On the 10th Day of Christmas, my True God gave to me……gave to me….gave to me,
I cannot tell a lie, I am finding it difficult to find the gratitude in my day yesterday. Not in a “feeling sorry” for myself type of moment, but with what I had to do and why I am still doing it. Then I started thinking about folks who have been doing this for a while and I can’t complain. I need to be grateful.
Yesterday was filled with working on my resume, online applications for job positions and getting some unemployment insurance information taken care of. I have to be careful or I can let these days get to me like they have before. You see, I was laid off in 2001 and without a job for almost a year. When you are without work for that long, and getting turned down for “dream” jobs, it can get to you. After that year I accepted God’s call to go to seminary and vocational ministry. But before I accepted that call, I was getting turned down on a weekly basis for jobs and interviews.
I am back at that spot again. My residency finished in September and I have been searching for my next call for a while. Yesterday I spent the day doing online searching and tweaking my information. I took a small break for the holidays and feel guilty about it because I could have made that many more contacts. But I did what I needed to do. I’ll let God take care of the rest.

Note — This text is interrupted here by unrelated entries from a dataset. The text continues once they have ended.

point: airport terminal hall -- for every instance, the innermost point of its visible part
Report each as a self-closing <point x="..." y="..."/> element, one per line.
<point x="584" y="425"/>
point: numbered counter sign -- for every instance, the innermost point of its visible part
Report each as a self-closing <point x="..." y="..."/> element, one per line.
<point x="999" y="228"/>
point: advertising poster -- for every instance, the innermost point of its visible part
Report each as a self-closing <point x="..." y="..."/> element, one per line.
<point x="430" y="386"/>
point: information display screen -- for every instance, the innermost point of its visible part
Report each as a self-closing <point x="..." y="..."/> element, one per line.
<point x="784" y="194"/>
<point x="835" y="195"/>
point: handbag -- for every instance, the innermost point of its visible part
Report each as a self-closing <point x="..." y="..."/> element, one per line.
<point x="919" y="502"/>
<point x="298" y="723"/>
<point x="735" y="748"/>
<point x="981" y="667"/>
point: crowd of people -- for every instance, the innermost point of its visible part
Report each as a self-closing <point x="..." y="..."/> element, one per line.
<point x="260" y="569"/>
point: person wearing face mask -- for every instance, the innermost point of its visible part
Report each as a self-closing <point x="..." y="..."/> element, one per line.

Some things have changed since I was unemployed back in 2001. Companies are focused on using their online websites to obtain applications and resumes. At first I thought that would be easier, save paper, be faster, etc…however, the unfortunate piece of this is the fact there are filters through the recruiter’s process and the online system that reject your resume if you don’t meet a specific criteria. Then, you never hear from them. So I’ve found myself doing double the work because my resume is not getting to the people I want it to get to. Thankfully I realized that because the interviews I’ve gotten have come from my sending a paper resume to the specific departments, not from the online applications. Ironic isn’t it?
So what was I grateful for on the 10th Day of Christmas? God is preparing me for something really wonderful. I had to remind myself of the fact that I am capable of doing some wonderful things for God. I believe God is leading me in the direction of fulltime chaplaincy. Working on my resume and cover letters gave me the chance to look back over the years of work, study, and preparation that have gotten me to this point today. I am a great chaplain, passionate and ready to care for others and be that presence God has prepared me to be. I just need for others to see that as well and the sooner the better.
Hey, I didn’t say “patience” was one of my strong points.